Barclays is speeding up divestment of its share in Barclays Africa, announcing earlier today that it has sold a further 33 percent stake in the business. “It is a key step towards drawing the curtain on more than a century of Barclays owning its own operations in the African continent. The bank said the sale of shares in Barclays Africa Group Limited at SAR132 per share, which raised £2.2bn, would result in its African business being deconsolidated from its accounts,” writes the FT.
In preparation for the changes, Barclays Africa is restructuring its management, and is expected to concentrate its focus on digitalisation. The remaining Barclays stake is about 15 percent of the South African listed business.
The first two paragraphs of a story in Inc42.com about Amazon’s alignment with the digital payments push in India is so chock full of
keywords that it’s worth reproducing here in full: “Amazon Pay is all set to scale up its wallet business in India with the help of Indian govt. to expand its horizons in the Digital Payments space. The moves come in just a few months after Amazon secured a prepaid payment instrument (PPI) license from the Reserve Bank of India (RBI) for Amazon Pay.

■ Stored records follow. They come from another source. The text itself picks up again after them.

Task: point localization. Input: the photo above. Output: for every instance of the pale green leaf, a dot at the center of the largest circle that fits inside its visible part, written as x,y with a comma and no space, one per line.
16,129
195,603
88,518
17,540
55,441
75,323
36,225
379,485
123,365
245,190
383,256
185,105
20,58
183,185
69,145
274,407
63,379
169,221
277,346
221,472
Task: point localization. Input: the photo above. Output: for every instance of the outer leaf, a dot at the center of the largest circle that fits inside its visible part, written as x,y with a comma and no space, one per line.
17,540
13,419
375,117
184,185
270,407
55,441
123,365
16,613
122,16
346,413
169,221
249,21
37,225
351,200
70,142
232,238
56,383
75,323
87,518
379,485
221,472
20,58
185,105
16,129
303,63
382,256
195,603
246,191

To this end, it is planning to enter into strategic partnerships with government bodies such as electricity and insurance companies, to increase the user base of Amazon Pay beyond its online marketplace.” The long-mooted Payments Banks are now steadily rolling out their services, and many will function primarily as wallets, which is not surprising as many were conceived as joint ventures between banks and telecoms companies. Amazon Pay will join Paytm, Freecharge, Flipkart and several others in the latest battle for Indian consumers.
Much of the fervour over the new administration is subsiding in the US, and the bump in bank confidence on Wall Street that followed the election of President Donald Trump is also deflating. “Shares in Goldman Sachs dropped 3.3 per cent on the day, bringing the total fall from its closing high on March 3 to 16.5 per cent — within reach of the 20 per cent drop that normally denotes a bear market,” reports the FT today.
“Wells Fargo is off more than 14 per cent since the start of March, while Bank of America and JPMorgan are both down about 12 per cent from their March closing highs and Morgan Stanley has fallen almost 11 per cent.” High hopes for tax reform and a push to deregulate the banking system now look a far worse bet than they did in a post-election phase that saw Wall Street banks swallow their disappointment at Hillary
Clinton’s loss. The President’s rapid entanglement in the realities of healthcare politics disabused many of their confidence that the former dealmaker would be able to cut through the Gordian knot of financial regulation.